Methods: A retrospective chart review was performed on patients with primary and secondary IH from January 2010 through September 2015. Patients who underwent surgical intervention for IH (ONSF, LPS, or VPS) were identified and their presenting exam and testing data were compared to patients who were medically managed.
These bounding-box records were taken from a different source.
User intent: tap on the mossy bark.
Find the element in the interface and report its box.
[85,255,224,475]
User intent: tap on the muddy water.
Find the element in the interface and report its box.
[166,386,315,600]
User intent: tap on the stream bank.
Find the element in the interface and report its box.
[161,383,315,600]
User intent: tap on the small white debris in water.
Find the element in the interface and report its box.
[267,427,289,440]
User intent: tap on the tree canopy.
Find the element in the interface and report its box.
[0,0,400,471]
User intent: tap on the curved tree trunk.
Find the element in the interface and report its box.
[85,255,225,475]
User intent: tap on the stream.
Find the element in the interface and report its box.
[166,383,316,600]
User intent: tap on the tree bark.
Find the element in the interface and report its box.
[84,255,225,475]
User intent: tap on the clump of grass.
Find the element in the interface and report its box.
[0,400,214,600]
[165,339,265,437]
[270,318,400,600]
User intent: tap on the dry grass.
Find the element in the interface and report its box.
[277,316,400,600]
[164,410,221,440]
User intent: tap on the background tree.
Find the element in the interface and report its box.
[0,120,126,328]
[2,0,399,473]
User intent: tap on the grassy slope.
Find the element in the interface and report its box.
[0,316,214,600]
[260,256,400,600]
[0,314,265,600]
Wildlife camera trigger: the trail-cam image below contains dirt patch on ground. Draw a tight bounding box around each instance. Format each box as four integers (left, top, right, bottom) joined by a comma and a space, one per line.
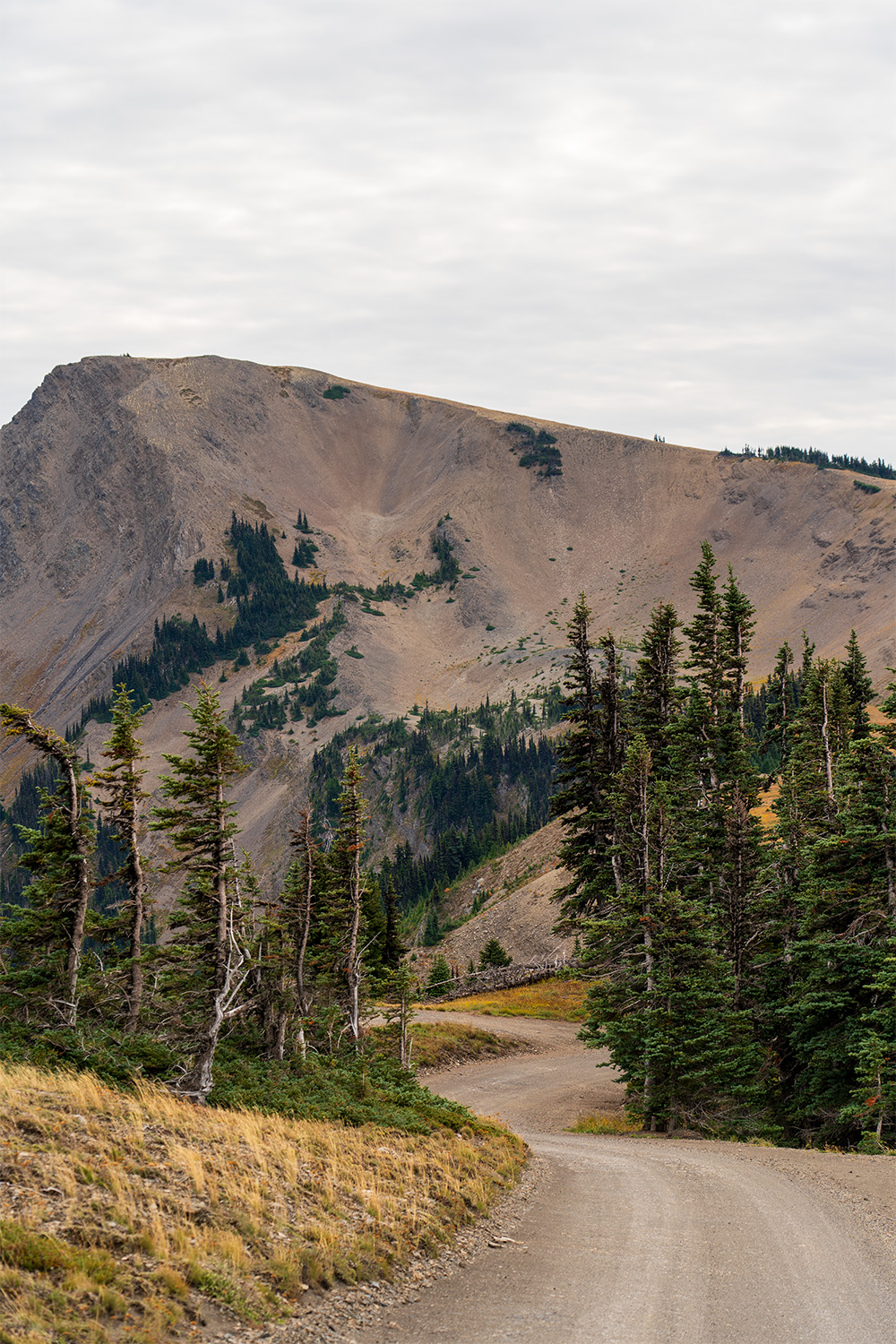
414, 822, 575, 978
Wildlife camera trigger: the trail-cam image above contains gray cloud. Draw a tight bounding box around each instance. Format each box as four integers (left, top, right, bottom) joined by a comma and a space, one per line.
0, 0, 892, 457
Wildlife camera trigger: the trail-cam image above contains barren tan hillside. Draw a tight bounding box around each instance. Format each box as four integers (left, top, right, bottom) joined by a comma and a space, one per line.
0, 357, 896, 851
Results: 101 medically managed patients and 10 surgically managed patients were identified. The median ages at diagnosis were 12 and 16 years in the medically and surgically managed groups, respectively. 1.8% of patients required ONSF, 0.9% required ONSF and VPS, and 6.3% required LPS or VPS. Statistical analysis comparing body mass index (BMI, p=0.054), lumbar puncture opening pressure (LPOP, p= 0.20), gender (p= 0.29), grade of papilledema (p= 0.19), and the diagnosis of primary versus secondary IH (p= 0.17) between the two groups at presentation was not significant.
Discussion: BMI, LPOP, grade of papilledema, gender, and etiology were not predictive of the need for surgical intervention.
Conclusion: The incidence of surgical intervention for IH was 9.0%. The overall clinical course and response to treatment determined the need for surgery.